Er ist nach einer Weile zu erschöpft zum Erzählen, Herr Yang legt sich in sein kleines Schlafzimmer. Seine Atemzüge hören sich an wie Messerklingen, die Fleisch schneiden. Es kehrt Stille ein im Haus, nur der Regen trippelt an die Scheiben. Es regnet seit Wochen. So viel Regen.

Im Dorf der Krüppel ist vor zwei Monaten ein neuer Nachbar eingezogen, drei Straßen von Herrn Yang entfernt, mit gebrochener Wirbelsäule, und ständig läuft ihm der Urin aus der Blase. „Wir bekommen fast nie Besuch“, sagt Hui Wu, 40, eine stämmige Frau mit gesenkten Schultern. Ihr Mann Wang Ke versucht, sich auf einer Holzpritsche aufzusetzen. Im Halbdunkeln des höhlenartigen Raumes mustert er mit großen Augen die Konturen der Besucher. „Die Leute finden uns nutzlos“, sagt seine Frau. Der Regen prasselt von außen auf das Metalltor, das ihnen zugleich Tür und Fernster ist. Die Rolle mit den kleinen Plastikbeuteln legt Hui Wu selten aus der Hand. Immerzu muss sie bereit sein, damit das Urin ihres Mannes aufzufangen.

Er schweigt, während sie erzählt. Sagt er etwas, langsam, nach Worten suchend, unterbricht sie ihn. Noch im vergangenen Jahr arbeitete das Paar in einer Stanzerei in der Großstadt Fuzhou. Immer erfolgreicher wurde das Unternehmen, mehr und mehr Aufträge kamen herein, Export, Amerika, und schließlich entschied der Besitzer, die Fabrik zu erweitern. Um Kosten zu sparen, ließ er seine Arbeiter die neue Halle bauen. Dreimal so groß sollte sie werden. Am 18. April 2006 brach der Rohbau mit Wang Ke auf dem Dachgerüst ein. Der 40-Jährige stürzte zwölf Meter. Seine Frau, die neben dem Rohbau Ziegeln geputzt hatte, zog ihren Mann aus den Trümmern, unverletzt, bis auf eine schwarze Beule auf dem Rücken. An dieser Stelle war sein Rückgrat gebrochen.

In der Nacht können sie nicht schlafen, er legt sich wund, sie muss ihn im Halbstunden-Takt drehen. Hui Wu hilft ihm mit dem Pinkelbeuteln, gibt ihm Einläufe, um seinen Darm zu entleeren. Sie cremt seine trockene Haut ein, wäscht ihn und kocht ihm das Essen. Sie haben niemanden, der sie unterstützt, sagen sie. Hui Wus Schwestern sind entweder weggezogen oder haben keine Zeit. Oder sind mit dem heimgekehrten Fabrikarbeiter-Paar verstritten. Arztkosten können sie sich keine leisten. Das Ehepaar hinter dem Metalltor ist vor der völligen Erschöpfung. Hui Wu haben die vergangenen Monate derb und aggressiv gemacht. In Wang Ke scheint nichts mehr geblieben als Verzweiflung.

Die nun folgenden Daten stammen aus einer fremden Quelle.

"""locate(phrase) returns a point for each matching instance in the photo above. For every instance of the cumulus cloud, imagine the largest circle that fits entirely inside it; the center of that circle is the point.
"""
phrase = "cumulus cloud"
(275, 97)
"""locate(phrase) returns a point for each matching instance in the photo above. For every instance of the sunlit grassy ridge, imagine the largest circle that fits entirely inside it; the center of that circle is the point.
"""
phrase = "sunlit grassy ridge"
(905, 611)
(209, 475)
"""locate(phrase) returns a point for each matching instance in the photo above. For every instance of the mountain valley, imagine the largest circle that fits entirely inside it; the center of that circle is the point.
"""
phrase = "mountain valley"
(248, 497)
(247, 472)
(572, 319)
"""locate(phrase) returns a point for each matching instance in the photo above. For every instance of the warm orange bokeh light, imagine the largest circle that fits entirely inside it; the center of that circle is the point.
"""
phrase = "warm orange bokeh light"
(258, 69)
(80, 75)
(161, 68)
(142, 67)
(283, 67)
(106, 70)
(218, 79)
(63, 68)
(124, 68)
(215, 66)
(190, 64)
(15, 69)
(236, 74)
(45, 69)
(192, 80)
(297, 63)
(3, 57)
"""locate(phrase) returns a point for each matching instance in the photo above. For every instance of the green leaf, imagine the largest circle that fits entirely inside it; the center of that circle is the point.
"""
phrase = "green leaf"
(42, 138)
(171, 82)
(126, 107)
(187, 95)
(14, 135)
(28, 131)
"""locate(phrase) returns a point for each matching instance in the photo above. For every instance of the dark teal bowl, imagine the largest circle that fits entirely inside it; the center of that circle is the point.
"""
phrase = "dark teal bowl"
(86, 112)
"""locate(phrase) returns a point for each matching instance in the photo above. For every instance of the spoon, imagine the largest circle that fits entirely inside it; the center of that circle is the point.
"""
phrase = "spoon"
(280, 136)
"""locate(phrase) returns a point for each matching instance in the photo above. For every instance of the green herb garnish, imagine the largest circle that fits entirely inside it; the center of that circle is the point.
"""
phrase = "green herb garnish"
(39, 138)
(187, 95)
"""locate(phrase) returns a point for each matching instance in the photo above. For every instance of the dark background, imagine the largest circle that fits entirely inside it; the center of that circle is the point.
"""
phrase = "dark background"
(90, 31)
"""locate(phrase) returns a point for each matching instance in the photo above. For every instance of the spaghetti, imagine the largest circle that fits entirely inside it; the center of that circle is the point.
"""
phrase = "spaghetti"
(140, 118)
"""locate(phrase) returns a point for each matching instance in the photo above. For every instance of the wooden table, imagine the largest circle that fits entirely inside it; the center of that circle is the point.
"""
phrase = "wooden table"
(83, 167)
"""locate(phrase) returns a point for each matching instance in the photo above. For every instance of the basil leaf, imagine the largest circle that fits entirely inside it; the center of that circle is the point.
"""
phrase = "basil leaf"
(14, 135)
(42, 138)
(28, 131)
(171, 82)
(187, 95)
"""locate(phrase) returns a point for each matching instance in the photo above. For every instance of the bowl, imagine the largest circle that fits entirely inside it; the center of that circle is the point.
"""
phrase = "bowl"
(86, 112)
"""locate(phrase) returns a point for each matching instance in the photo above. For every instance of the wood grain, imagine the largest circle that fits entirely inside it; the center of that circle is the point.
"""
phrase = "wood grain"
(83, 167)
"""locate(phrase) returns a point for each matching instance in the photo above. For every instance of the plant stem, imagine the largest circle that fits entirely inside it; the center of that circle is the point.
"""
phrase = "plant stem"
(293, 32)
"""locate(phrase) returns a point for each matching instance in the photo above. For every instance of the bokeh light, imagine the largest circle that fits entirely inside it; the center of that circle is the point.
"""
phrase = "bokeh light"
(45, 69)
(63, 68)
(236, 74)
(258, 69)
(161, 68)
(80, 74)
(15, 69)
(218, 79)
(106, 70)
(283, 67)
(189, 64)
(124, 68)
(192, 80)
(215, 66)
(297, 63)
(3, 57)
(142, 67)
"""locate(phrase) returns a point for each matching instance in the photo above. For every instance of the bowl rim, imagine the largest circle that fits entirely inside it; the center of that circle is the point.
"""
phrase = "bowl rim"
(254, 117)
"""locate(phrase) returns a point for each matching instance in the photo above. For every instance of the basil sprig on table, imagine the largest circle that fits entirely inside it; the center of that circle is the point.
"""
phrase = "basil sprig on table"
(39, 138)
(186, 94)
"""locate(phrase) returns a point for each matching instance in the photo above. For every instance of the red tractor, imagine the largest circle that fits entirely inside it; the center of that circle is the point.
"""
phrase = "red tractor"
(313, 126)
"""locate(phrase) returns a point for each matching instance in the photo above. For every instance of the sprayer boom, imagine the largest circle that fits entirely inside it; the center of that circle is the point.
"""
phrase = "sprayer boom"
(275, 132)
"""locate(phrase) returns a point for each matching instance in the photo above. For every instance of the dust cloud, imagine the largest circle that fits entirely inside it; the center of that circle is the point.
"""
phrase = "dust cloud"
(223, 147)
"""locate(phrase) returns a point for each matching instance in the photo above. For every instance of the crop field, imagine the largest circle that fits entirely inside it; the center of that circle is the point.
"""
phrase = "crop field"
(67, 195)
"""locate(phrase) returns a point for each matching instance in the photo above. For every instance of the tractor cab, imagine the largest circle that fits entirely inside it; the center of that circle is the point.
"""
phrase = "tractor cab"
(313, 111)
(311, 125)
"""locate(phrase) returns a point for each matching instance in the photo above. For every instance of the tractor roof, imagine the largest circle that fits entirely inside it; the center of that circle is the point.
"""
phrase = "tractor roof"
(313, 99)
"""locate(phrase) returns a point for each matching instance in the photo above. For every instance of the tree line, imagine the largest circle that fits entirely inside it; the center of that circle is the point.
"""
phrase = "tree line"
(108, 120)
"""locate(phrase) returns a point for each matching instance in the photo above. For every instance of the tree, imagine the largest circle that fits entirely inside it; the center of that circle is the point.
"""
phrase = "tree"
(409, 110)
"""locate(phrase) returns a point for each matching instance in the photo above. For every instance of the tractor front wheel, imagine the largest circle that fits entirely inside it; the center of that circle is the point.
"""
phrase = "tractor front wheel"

„Was soll dieses Leben noch?“, ruft er in Zorn zu unserem Führer Herrn Tu. „Ich bin meiner Frau eine Last. Ich sollte mich umbringen!“ „Du darfst nicht aufgeben!“, spricht Herr Tu auf ihn ein. „Schau mich an. Ich sehe gesund aus, werde aber längst tot sein, während du noch lebst.“ „Der Tod ist doch besser als das hier“, gibt Wang Ke ihm zurück. Zum ersten Mal leuchtet etwas in seinen Augen. Die fensterlose Betonkammer, in der es nur nackte Wände gibt, ein Bett, zwei Pritschen und Neonlicht, hat er bislang nie verlassen. Er sieht nur fern. Sie könnte ihn im Rollstuhl in die Sonne schieben, aber das will er nicht. Er fürchtet die Menschen.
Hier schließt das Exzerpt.